4.20. L1/2 Quasi-Norm

This example shows how to model the classical nonconvex \(L_{1/2}\) sparse penalty with a UDF. The full problem is

\[\min\limits_x \; \tfrac{1}{2}\|x-y\|_2^2 + \lambda \phi(x), \qquad \phi(x) = \sum_i \sqrt{|x_i|}.\]

This is a classical nonconvex sparse penalty. It promotes sparsity more aggressively than \(L_1\), but the price is that the model is nonconvex, so the solver acts as a practical local method and the result should be interpreted as a locally optimal solution or stationary point.

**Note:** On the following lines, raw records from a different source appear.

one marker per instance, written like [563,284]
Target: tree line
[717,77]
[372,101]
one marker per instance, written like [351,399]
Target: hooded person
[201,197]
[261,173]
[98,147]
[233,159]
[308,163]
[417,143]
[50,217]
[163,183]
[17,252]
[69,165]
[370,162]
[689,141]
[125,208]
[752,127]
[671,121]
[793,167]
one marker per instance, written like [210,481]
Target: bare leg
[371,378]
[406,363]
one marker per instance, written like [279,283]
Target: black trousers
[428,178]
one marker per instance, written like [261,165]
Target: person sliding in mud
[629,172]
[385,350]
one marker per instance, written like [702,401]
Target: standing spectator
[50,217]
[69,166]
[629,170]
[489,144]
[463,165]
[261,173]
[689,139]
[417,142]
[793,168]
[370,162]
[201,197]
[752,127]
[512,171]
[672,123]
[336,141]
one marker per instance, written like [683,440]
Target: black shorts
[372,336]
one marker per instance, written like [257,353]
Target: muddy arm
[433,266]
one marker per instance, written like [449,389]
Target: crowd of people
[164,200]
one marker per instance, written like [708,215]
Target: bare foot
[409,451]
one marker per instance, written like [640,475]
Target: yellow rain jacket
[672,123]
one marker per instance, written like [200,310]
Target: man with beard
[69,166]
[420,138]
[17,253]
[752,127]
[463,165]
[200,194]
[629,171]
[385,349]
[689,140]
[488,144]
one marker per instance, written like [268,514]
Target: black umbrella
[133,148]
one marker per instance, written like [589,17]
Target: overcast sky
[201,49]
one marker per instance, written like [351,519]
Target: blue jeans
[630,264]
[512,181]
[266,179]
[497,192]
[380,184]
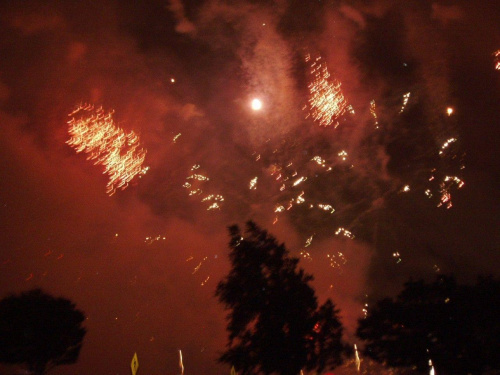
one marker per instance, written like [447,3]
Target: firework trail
[94,132]
[326,101]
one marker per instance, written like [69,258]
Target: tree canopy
[39,331]
[274,323]
[456,326]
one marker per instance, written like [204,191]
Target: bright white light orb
[256,104]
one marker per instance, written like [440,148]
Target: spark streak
[326,100]
[95,133]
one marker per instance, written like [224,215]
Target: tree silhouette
[456,326]
[39,331]
[274,325]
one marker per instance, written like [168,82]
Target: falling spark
[446,145]
[358,361]
[405,189]
[299,180]
[300,198]
[406,98]
[431,372]
[204,282]
[365,310]
[344,232]
[336,261]
[253,183]
[95,133]
[198,177]
[496,54]
[152,239]
[445,190]
[319,160]
[373,112]
[181,365]
[256,104]
[326,101]
[326,207]
[309,241]
[176,138]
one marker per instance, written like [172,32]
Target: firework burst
[326,101]
[94,132]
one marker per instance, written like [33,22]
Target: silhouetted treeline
[39,331]
[456,326]
[274,323]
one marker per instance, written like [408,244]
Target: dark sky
[143,263]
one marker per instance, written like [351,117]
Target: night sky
[399,185]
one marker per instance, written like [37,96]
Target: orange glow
[95,132]
[326,101]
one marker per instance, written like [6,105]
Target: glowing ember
[94,132]
[256,104]
[327,103]
[496,54]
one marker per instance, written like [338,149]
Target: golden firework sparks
[496,55]
[253,183]
[344,232]
[373,111]
[446,145]
[326,100]
[94,132]
[406,98]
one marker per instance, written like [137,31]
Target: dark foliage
[456,326]
[274,323]
[39,331]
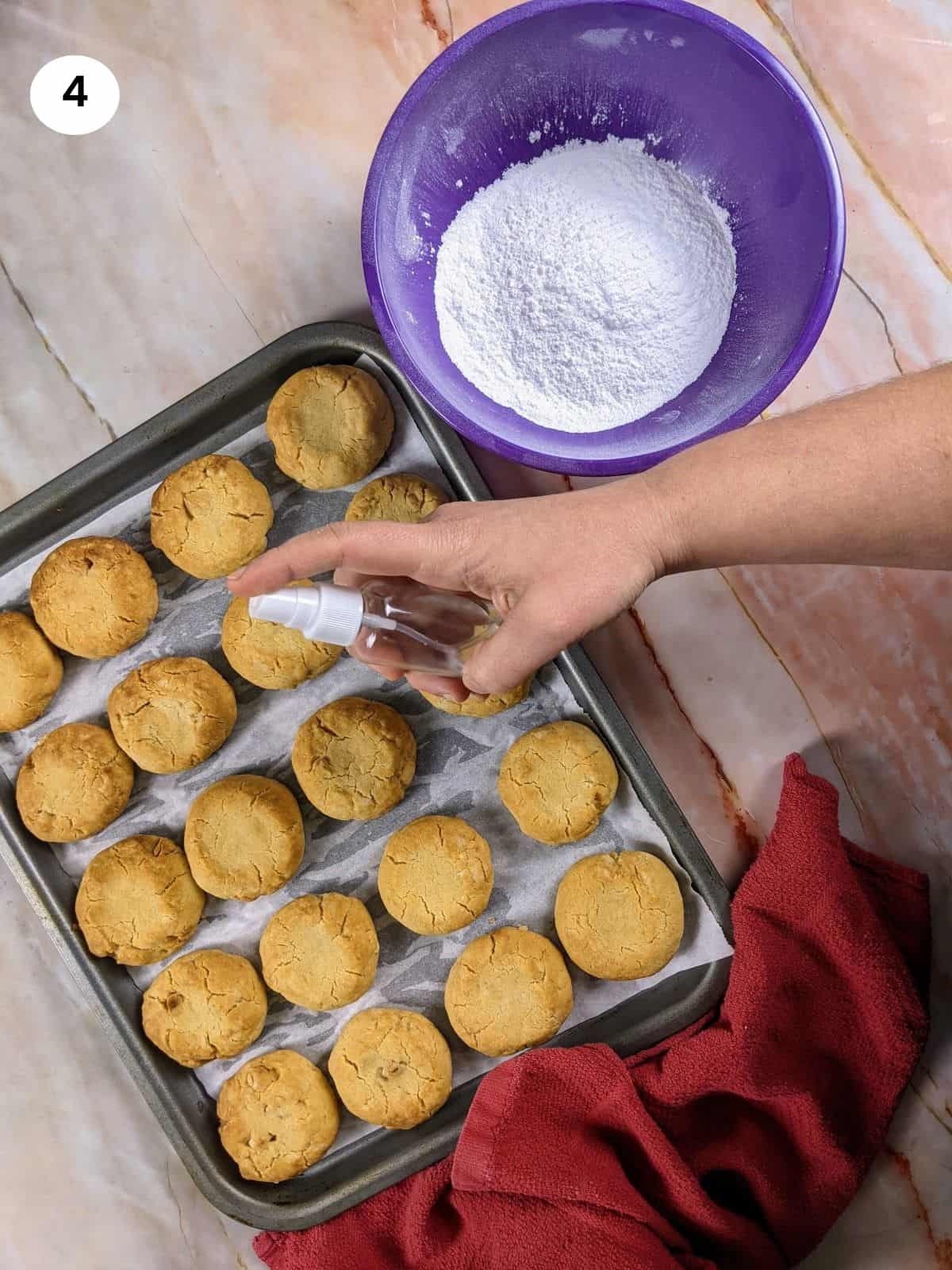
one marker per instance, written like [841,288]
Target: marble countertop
[219,210]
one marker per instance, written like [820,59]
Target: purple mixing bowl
[700,92]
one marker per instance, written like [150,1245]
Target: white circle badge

The value returned by UDFBase.eval() is simply the penalty itself:

\[f(x) = \phi(x) = \sum_i \sqrt{|x_i|}.\]

So eval sums \(\sqrt{|x_i|}\) over all coordinates:

def eval(self, arglist):
    x = np.asarray(arglist[0], dtype=float)
    return float(np.sum(np.sqrt(np.abs(x))))

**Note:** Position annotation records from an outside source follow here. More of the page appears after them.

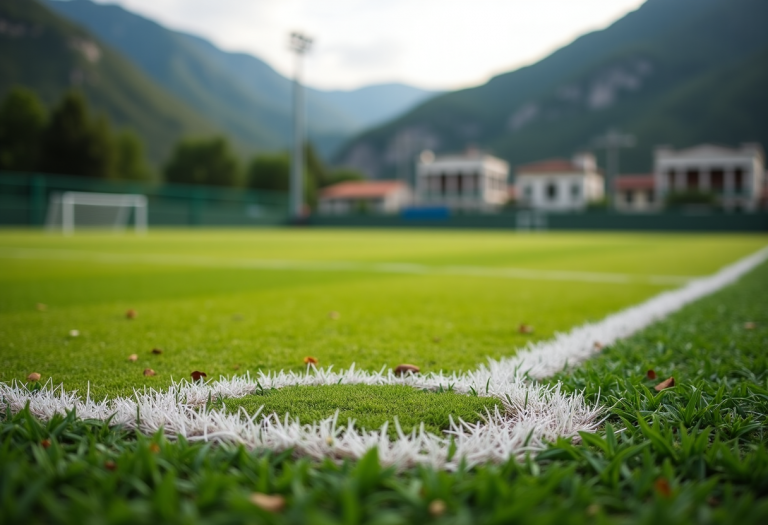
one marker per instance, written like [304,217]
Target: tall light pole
[613,141]
[301,45]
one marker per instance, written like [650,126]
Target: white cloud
[433,43]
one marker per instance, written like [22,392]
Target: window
[576,191]
[738,179]
[551,191]
[717,179]
[692,179]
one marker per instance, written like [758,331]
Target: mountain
[239,92]
[50,55]
[676,72]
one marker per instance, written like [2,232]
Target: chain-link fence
[25,198]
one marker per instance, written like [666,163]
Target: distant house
[382,196]
[635,193]
[559,184]
[471,181]
[735,175]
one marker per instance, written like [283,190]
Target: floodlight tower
[300,44]
[613,141]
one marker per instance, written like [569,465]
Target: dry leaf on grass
[437,507]
[668,383]
[270,503]
[405,368]
[197,375]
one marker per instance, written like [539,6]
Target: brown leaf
[270,503]
[405,368]
[197,375]
[667,383]
[437,507]
[662,487]
[525,329]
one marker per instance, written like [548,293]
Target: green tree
[74,145]
[130,162]
[22,123]
[203,161]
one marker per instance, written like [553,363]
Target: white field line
[532,415]
[343,266]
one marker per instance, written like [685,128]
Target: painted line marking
[347,266]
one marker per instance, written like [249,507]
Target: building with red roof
[559,184]
[373,196]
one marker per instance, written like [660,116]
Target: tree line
[69,141]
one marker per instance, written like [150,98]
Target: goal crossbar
[66,202]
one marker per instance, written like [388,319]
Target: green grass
[224,320]
[695,453]
[369,407]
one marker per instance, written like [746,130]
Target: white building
[381,196]
[635,193]
[473,181]
[559,184]
[735,176]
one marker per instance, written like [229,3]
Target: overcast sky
[440,44]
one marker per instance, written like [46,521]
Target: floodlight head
[300,43]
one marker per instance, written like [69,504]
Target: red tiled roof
[361,189]
[634,182]
[549,166]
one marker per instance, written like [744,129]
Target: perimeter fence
[24,200]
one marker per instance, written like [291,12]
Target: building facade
[559,184]
[736,176]
[474,181]
[377,197]
[635,193]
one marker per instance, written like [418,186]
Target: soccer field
[234,301]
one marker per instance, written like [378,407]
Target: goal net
[73,209]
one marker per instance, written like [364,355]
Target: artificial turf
[207,313]
[694,453]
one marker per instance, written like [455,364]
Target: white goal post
[98,210]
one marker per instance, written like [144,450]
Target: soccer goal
[72,209]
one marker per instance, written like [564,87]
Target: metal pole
[300,45]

The proximal operator returned by UDFBase.argmin() is separable, so it acts coordinatewise:

\[\operatorname{prox}_{\lambda \phi}(v) = \arg\min_x \; \lambda \phi(x) + \tfrac{1}{2}\|x-v\|_2^2,\]

with

\[\begin{split}\left(\operatorname{prox}_{\lambda \phi}(v)\right)_i = \begin{cases} 0, & |v_i| \le \tfrac{3}{2}\lambda^{2/3}, \\[6pt] \operatorname{sign}(v_i)\dfrac{2|v_i|}{3} \left( 1 + \cos\!\left( \dfrac{2\pi}{3} - \dfrac{2}{3}\arccos\!\left( \dfrac{3\sqrt{3}\lambda}{4|v_i|^{3/2}} \right) \right) \right), & |v_i| > \tfrac{3}{2}\lambda^{2/3}. \end{cases}\end{split}\]

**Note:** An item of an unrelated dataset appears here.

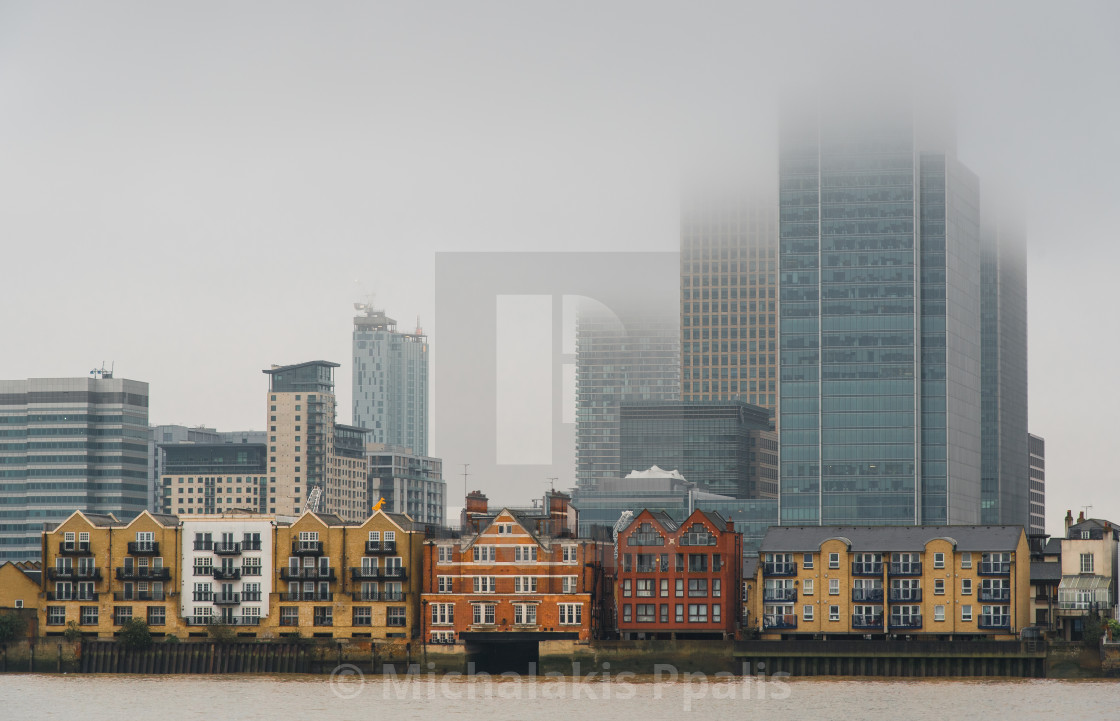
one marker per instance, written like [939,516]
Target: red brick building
[515,576]
[679,580]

The code below implements that closed-form rule:

def argmin(self, lamb, arglist):
    v = np.asarray(arglist[0], dtype=float)
    abs_v = np.abs(v)
    threshold = 1.5 * (lamb ** (2.0 / 3.0))
    prox = np.zeros_like(v)

    active = abs_v > threshold
    if np.any(active):
        phi = np.arccos(
            np.clip((3.0 * np.sqrt(3.0) * lamb) / (4.0 * np.power(abs_v[active], 1.5)), -1.0, 1.0,)
        )
        prox_abs = (2.0 * abs_v[active] / 3.0) * (
            1.0 + np.cos((2.0 * np.pi / 3.0) - (2.0 * phi / 3.0))
        )
        prox[active] = np.sign(v[active]) * prox_abs

    return [prox.tolist()]

For any proper function \(f\) and scalar \(\alpha > 0\),

\[\operatorname{prox}_{\lambda (\alpha f)}(v) = \operatorname{prox}_{(\alpha \lambda) f}(v).\]

So the mathematically standard modeling form is to keep the UDF as the base function and write the objective coefficient outside, for example lam * LHalfNorm(x).

The UDFBase.arguments() method again just tells ADMM which symbolic vector is the input to this UDF:

def arguments(self):
    return [self.arg]

Complete runnable example:

import numpy as np
import admm

class LHalfNorm(admm.UDFBase):
    def __init__(self, arg):
        self.arg = arg

    def arguments(self):
        return [self.arg]

    def eval(self, arglist):
        x = np.asarray(arglist[0], dtype=float)
        return float(np.sum(np.sqrt(np.abs(x))))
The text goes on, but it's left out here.